For lack of a better term, this whole situation just downright sucks. I expected to be outside with my friends as the weather got warmer, maybe brave a late-season snowstorm or two, stay late at the Oscar Larson Performing Arts Center to rehearse theater and celebrate mass at the Newman Center every weekend. This isn’t how any professor, student or any other member of campus saw the rest of this semester going.
I think the most important thing to remember is that we are all in the same situation.
It’s important to remember that like every crisis, this too shall pass. It’s incredibly important to take care of yourself right now; go out for a walk, try to eat whole foods and drink water, and keep your sleep schedule fairly normal. Call your friends, set up a Netflix Party, and maybe send your professor an email. This time is also incredibly hard for everyone in education as they are trying to maintain a sense of normalcy for them and their students.
Do what you need to do to keep your chin up, and remember that time will go on, the sun will come out and we will one day be able to go back to lives as we knew it: perhaps with a new sense of gratitude. All of this certainly reminds me that I took life for granted, and when I go back—hopefully this fall—I will look at it all so differently. I’ll savor the little moments, from getting up early for an 8 a.m. class to getting ice cream at the SDSU Dairy Bar.

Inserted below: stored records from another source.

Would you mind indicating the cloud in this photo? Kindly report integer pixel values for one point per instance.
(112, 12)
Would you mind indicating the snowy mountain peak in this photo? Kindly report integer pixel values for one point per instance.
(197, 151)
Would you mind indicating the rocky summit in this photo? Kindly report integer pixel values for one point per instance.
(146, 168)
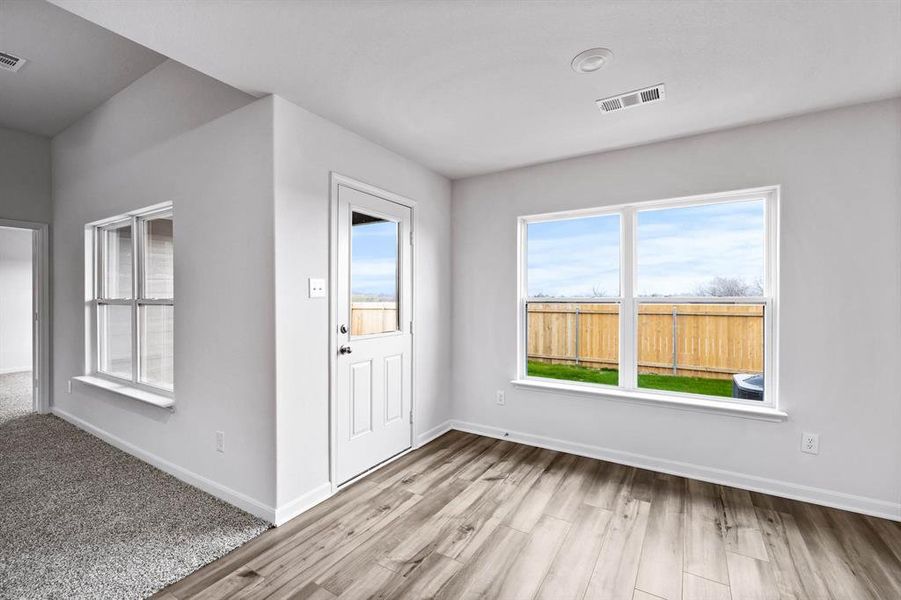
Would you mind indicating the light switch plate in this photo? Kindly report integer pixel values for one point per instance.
(317, 288)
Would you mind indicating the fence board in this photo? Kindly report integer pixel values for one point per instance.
(711, 340)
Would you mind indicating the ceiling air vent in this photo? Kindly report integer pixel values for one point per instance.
(631, 99)
(8, 62)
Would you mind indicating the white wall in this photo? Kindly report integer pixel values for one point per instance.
(15, 300)
(24, 177)
(840, 348)
(307, 149)
(178, 135)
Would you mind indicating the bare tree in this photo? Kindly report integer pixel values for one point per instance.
(730, 287)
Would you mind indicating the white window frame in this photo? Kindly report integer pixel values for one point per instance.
(628, 389)
(94, 284)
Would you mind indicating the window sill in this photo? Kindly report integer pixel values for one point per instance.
(128, 391)
(746, 411)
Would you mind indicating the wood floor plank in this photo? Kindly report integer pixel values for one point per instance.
(310, 559)
(569, 574)
(369, 583)
(641, 595)
(751, 579)
(529, 511)
(570, 494)
(617, 566)
(483, 576)
(742, 533)
(698, 588)
(532, 563)
(590, 529)
(344, 573)
(319, 516)
(460, 534)
(872, 559)
(705, 550)
(797, 575)
(311, 591)
(611, 484)
(660, 567)
(828, 554)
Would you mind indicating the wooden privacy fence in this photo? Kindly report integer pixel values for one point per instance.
(372, 317)
(697, 340)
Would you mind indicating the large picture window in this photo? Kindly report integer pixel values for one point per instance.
(133, 301)
(673, 298)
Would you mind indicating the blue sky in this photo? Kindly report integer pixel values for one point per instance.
(679, 250)
(373, 270)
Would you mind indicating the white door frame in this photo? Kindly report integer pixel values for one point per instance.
(336, 179)
(40, 310)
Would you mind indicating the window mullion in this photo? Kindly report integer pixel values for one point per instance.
(628, 317)
(136, 240)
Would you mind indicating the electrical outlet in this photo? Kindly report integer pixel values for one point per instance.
(810, 443)
(317, 288)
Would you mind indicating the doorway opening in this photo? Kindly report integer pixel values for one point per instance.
(17, 393)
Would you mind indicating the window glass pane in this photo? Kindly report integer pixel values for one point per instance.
(710, 349)
(158, 259)
(709, 250)
(157, 327)
(574, 258)
(373, 275)
(114, 322)
(574, 342)
(116, 251)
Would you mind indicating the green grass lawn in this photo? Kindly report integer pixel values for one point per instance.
(691, 385)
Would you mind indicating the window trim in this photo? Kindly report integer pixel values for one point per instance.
(629, 305)
(94, 286)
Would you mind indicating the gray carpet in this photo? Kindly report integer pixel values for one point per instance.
(81, 519)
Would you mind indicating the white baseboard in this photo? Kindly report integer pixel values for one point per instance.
(775, 487)
(11, 370)
(303, 503)
(427, 436)
(242, 501)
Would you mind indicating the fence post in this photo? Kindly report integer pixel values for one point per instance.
(675, 342)
(578, 330)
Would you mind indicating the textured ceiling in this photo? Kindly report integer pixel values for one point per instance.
(473, 87)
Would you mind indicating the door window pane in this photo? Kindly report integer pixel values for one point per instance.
(116, 249)
(373, 275)
(574, 258)
(115, 339)
(157, 327)
(706, 250)
(711, 349)
(574, 342)
(158, 259)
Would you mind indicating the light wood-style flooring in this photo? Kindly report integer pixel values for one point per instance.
(473, 517)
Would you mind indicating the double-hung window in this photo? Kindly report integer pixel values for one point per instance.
(666, 299)
(133, 303)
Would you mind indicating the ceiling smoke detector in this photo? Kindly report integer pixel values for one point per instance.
(632, 99)
(8, 62)
(592, 60)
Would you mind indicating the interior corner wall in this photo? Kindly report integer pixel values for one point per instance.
(177, 135)
(307, 149)
(840, 321)
(24, 177)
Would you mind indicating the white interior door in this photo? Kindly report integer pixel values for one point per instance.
(374, 341)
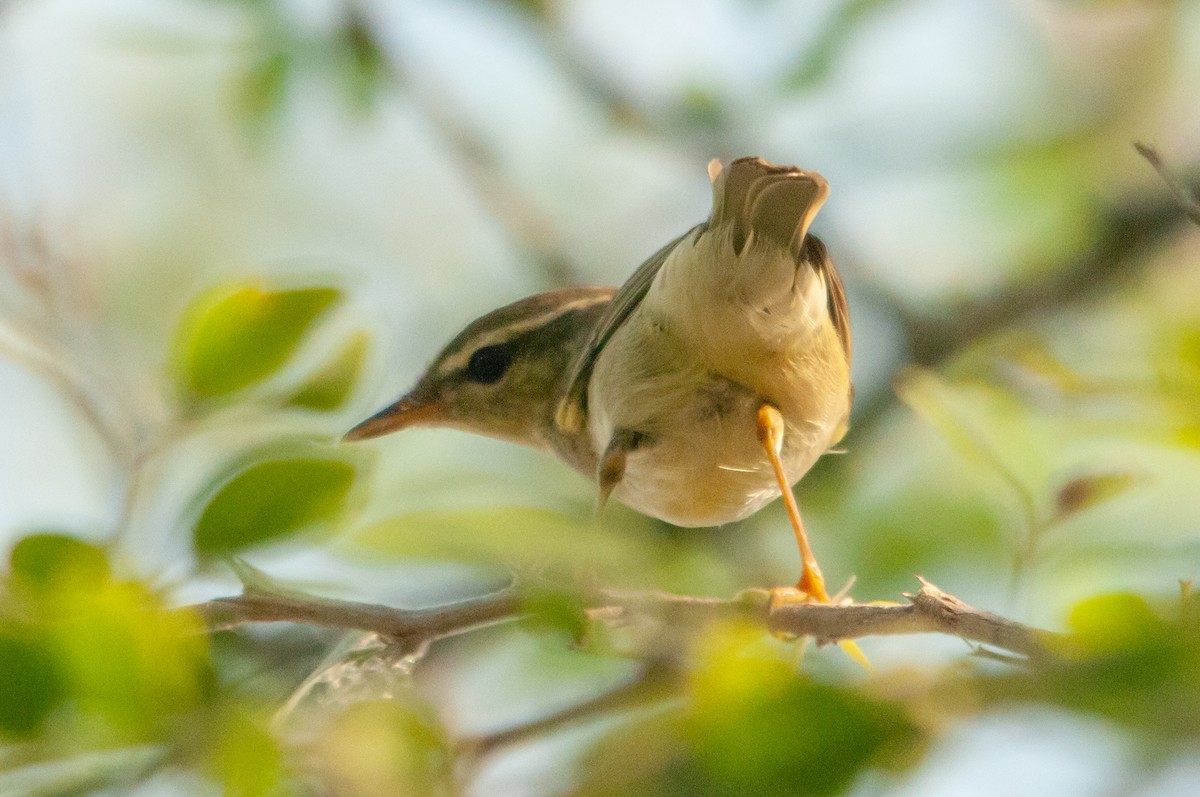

We all lost something we were looking forward to doing, but we all have something to look forward to now, together: the end of all this. Until then, the best is all we can do. Take care of yourself, stay home and wash your hands, Jackrabbits! It won’t be for a while but one day, we will all walk through the University Student Union again, we will go to a Jacks’ football game again, we will eat SDSU ice cream again … we will do it all again.